The client was an employee of a large company whose laptop hard drives (like many) are encrypted using McAfee Safeboot (Endpoint Encryption). This is a great strategy for protecting against data theft in the event that the machine is stolen, but like all data encryption, any sort of problem whatsoever with regard to either data integrity or the encryption/decryption process can be potentially disastrous.
Since SafeBoot/EE is a boot sector encryption (“pre-boot authentication” it’s called) which applies to the entire storage volume, any problems relating to its boot partition information can completely break the entire system until either the information is repaired or the volume is manually decrypted. Fortunately, McAfee provides a method for decrypting volumes offline using a special boot CD (called SafeTech/WinTech, depending on your version) and a rolling Authorization Code which changes daily. Unfortunately, they only make these tools available directly to clients… meaning that us independent techs are completely out of luck, even if we have the decryption key (which the customer provided me).
While I was able to bypass the rolling Authentication Code by adjusting the system’s date to a specific day years back and using a code I found posted on an online forum, the built-in tools and even a SafeBoot Admin CD I located weren’t helpful in resolving the issue. We had already tried contacting the IT department, who says they had no such tools at their disposal and that a reformat would be necessary. Worse yet, my client was only in Louisville on a brief business trip, and there was data they needed on the encrypted volume.
The next morning, I had planned to contact the customer and suggest that we do just that: reformat. But on a last-minute whim, I stumbled across an idea which could perhaps explain the strange behavior we were experiencing.
If you Google the Safeboot 92h error, you’ll find a variety of reasons why it can occur, and plenty of situations where it was never properly resolved. Reverse-engineering the situation in my mind, however, led me to an important point which I had almost disregarded in the midst of my desire to quickly resolve the situation and return a working PC to my busy traveling executive: the possibility that malware had triggered the problem to begin with.
You see, the very first step I performed was a drive image of the encrypted data for safety. And I had noticed that, throughout the course of the imaging process, no read errors/bad sectors had been encountered. For surety, I even performed a hardware diagnostic subsequently, and no memory or hard drive errors were found. This means that the encryption probably had not failed due to a hardware issue, and that instead, some sort of software was likely to blame. Malware is the perfect culprit here; most notably, boot sector rootkits, which specifically alter the MBR and/or partition information of a victim’s machine to provide a filtering mechanism for the malware where it is also entirely undetectable.

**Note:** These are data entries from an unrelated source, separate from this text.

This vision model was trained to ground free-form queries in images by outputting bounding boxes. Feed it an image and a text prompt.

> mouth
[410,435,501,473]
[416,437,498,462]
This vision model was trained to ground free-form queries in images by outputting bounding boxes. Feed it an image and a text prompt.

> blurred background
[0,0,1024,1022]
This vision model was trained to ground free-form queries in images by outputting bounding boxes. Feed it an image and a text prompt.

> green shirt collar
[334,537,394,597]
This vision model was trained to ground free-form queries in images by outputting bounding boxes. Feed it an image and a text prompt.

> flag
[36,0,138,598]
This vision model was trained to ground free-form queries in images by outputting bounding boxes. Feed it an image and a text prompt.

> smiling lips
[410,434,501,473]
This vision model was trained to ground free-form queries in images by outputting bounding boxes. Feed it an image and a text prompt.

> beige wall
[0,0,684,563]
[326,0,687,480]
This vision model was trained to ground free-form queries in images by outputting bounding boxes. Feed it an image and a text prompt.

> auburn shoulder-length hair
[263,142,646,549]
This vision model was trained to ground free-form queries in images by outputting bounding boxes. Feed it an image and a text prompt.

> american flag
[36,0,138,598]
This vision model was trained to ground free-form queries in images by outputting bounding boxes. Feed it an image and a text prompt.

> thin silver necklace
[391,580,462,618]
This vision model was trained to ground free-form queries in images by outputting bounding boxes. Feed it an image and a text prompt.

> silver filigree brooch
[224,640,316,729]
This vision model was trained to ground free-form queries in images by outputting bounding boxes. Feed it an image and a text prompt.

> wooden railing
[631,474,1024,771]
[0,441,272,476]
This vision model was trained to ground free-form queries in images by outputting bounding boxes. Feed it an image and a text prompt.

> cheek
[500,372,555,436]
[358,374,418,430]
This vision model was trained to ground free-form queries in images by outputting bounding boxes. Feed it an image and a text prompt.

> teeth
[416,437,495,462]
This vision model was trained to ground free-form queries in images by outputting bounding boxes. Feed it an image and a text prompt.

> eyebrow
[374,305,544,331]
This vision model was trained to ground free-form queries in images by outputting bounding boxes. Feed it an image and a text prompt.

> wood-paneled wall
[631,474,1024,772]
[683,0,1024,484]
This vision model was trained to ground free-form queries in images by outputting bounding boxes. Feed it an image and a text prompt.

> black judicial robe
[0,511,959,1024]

One such rootkit you’ve already seen me write about in the past: Rootkit.Boot.Pihar.B. It creates a hidden, encrypted partition at the end of a drive and sets it as the main Active partition, after which it chainloads the operating system partition (which is set as Inactive by the rootkit). This effectively allows the rootkit to leave the MBR “clean” by storing all code in its encrypted partition and then loading the OS normally afterwards. While this rootkit wasn’t currently detected as active on my client’s system (using an offline TDSSKiller run), after booting to a partition management software, I found that the hidden/encrypted partition was present. And the OS partition, predictably, was Inactive.

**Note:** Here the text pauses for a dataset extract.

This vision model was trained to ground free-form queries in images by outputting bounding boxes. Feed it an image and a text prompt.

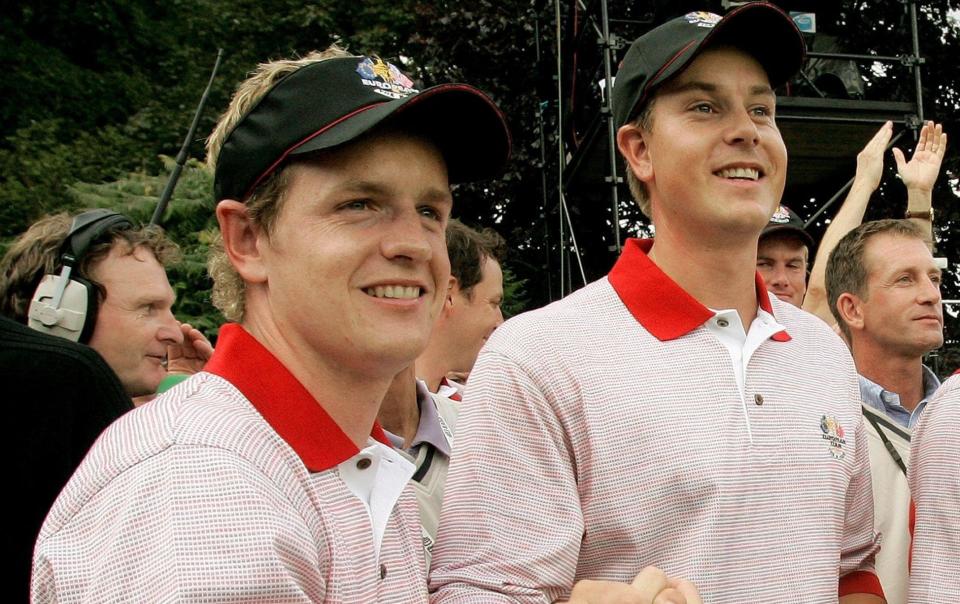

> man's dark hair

It was just that simple. Setting the OS partition as Active and then booting normally did the trick. Following that, I had plenty of malware cleanup on my hands, most of it related to a rogue which had piggybacked on the rootkit. This was a lot of fun since the machine’s Administrator restrictions and policies stood in the way, but in the end, the machine was repaired, all data was recovered, and my client was happy. That is, until he returns to his hometown, where he’ll then request an updated Windows 7 machine to replace this dinosaur.